その後、一夜明け予定通り僕たちは愛依ちゃんの部屋の整備と夜宵ちゃんの部屋の片づけを行った僕たち三人はというと...
「やってしまった。まさかオバケに関わるだけじゃなくて神様に喧嘩を売ることになる
なんて」
「つい私だけじゃないのを忘れてオラついてしまった。今回は、たまたま神様が尋常に勝負するタイプだから生き残った。けど、あのままだったら対神様用の備えがなくて負けどころか死んでいたかもしれない。」
「けど、もう後には引けない腹をくくってやらなければいけない事を明確にしよう。」
「うん」
「では、ご存じの通り私は心霊スポットに行き悪霊を集めている。理由はママの魂を連れ去った悪霊である空亡を倒す戦力を得るため。大体こんな計画を進めていた。」
・心霊スポットで悪霊たちを捕まえる
↓
・悪霊軍団を作る
↓
・空亡を倒す
「そして人形に閉じ込めた悪霊の中に自分の一部をいれ、あらゆる霊的攻撃からの身代わりにしていた。」
「その数約100体、それらが私の部屋で絶対防御を成立させてかつ疑似的な蟲毒の状態に置き高いレベルの戦力を整えていた。」
「待って、持って帰ってきていたの?」
「うちに?」
「身代わりの処置は寶月家全員と螢多朗に施している。安心していい。」
「ならいっか」
「いいの?」
「ただ昨晩、神様とのいざこざでそのシステムが崩壊しかけやらないといけないことに1悪霊の補充と2神様を捕まえることが増えた。」
「悪霊の補充は防御システムの安定と神様を捕まえる戦力になるから。そして神様を捕まえるのは、対空亡の戦力になり尚且つ神の花嫁として死ぬ運命の愛依が助かるから」
「1はともかく2はどうするつもりなんだ?」
「やることはともかく一体どれくらい集めればいいのだろう...それに今までと同じことの繰り返しで大丈夫なのかな?」
当然の疑問だった。昨晩遭遇した神様は今までの悪霊と比べても別格だった。とても今のままの戦力じゃ捕まえるどころか戦うことすらままならないように感じる。
「私は、一度神様を殺っている。」
「「えっ」」
「神様の格にもよるけどその時は卒業生3人がかりで殺すことができた。捕まえるには倍以上の戦力、卒業生相当の子が最低6人は用意しておきたいけれど昨日の神様のことを考えるとそれでも足りないと思う。」
「ならどうすればっ」
「落ち着いて、螢多朗ここからが本題なんだけど、現在私たちの陣営には今まで育てた卒業生が3人いる。そして昨日の共食いでできた同格の子とさらに一か月前に私についていた7人の地蔵、そいつらを共食いさせて作った超越地蔵が一人いる。」
「計5名、このメンバーをもって東京および全国の激やばスポットを攻め落とそうと思ったけれど戦力も時間が足りない。そこで更に一人追加の戦力になるであろう人物を招集した。」
「招集したって一体誰を呼んだんだよ夜宵ちゃん。」
「彼は私がまだ悪霊収集を始めたばかりの時に出会った。いわば私の師匠に当たる人物、正直卒業生とも引けを取らないどころか並みの卒業生以上の戦力になると思う。」
「そんな知り合いがいたなんて知らなかったよ。頼りになりそうだね夜宵ちゃん♪」
詠子が夜宵ちゃんにそう話していると突如今までに感じたことのないレベルの悪寒を感じてたまらず震えだしてしまう。着実に近づいてくるその気配に恐怖が増幅していく。
「螢くんすごく震えてるけど大丈夫?」
詠子の声にも返事が出来ないほど震えていると家のチャイムが鳴る。この悪寒の原因が家の前まで来たことを感じ取った。

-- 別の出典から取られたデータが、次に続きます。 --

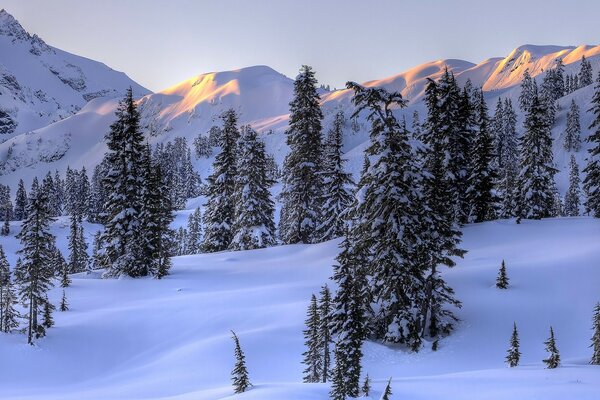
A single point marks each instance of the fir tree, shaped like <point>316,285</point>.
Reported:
<point>502,279</point>
<point>553,360</point>
<point>253,225</point>
<point>220,208</point>
<point>337,184</point>
<point>387,392</point>
<point>64,306</point>
<point>20,202</point>
<point>573,195</point>
<point>536,175</point>
<point>301,170</point>
<point>596,338</point>
<point>514,355</point>
<point>572,135</point>
<point>591,183</point>
<point>312,355</point>
<point>239,375</point>
<point>34,274</point>
<point>124,184</point>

「きっと師匠が来たんだと思う。螢多朗たちを紹介するからついてきて」
夜宵ちゃんにそういわれどうにか動き出すことができた。夜宵ちゃんの師匠だというがこの感じたことのないレベルの悪寒の正体が普通の人間だとはとても思えない。そんなことを考えながら移動していると玄関の扉が開きその人物は姿を現した。

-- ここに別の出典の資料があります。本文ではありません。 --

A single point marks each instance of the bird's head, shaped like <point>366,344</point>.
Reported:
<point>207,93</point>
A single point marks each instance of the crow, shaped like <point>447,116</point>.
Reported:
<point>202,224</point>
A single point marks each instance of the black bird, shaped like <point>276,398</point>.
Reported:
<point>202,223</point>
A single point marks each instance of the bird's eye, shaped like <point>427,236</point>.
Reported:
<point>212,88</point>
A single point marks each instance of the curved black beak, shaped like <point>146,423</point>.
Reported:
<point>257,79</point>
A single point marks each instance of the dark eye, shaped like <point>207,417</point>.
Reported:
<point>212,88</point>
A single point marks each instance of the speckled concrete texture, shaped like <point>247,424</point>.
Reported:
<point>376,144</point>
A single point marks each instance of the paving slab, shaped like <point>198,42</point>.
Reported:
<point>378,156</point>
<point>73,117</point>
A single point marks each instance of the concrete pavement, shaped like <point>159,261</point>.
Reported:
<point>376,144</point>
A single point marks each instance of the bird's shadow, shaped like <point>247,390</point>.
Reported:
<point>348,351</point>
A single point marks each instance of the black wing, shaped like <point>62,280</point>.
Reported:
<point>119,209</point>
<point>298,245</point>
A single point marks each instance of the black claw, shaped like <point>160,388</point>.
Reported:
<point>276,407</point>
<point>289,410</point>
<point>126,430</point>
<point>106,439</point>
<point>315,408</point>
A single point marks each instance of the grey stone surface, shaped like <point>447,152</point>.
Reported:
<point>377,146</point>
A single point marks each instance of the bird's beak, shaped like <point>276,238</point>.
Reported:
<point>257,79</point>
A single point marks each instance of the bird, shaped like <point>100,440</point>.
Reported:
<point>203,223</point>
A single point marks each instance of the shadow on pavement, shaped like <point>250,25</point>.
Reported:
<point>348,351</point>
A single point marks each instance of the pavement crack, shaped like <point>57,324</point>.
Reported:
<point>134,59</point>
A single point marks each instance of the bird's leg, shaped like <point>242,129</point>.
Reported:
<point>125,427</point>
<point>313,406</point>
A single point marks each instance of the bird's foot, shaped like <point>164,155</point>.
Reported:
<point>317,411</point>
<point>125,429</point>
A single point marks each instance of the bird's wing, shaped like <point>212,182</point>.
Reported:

「こんにちは、君たちが夜宵ちゃんのパートナーかな?僕は乙骨っていうんだ。よろしくね」
なぜこの距離になるまで気づかなかったのだろう。禍々しいなんてものじゃない
まるで呪いに愛されている。そう言わざる負えないような圧倒的な気配
とても同じ人間のように感じれない彼こそが夜宵ちゃんの師匠に当たりこの先僕たちと行動を共にする人物であった。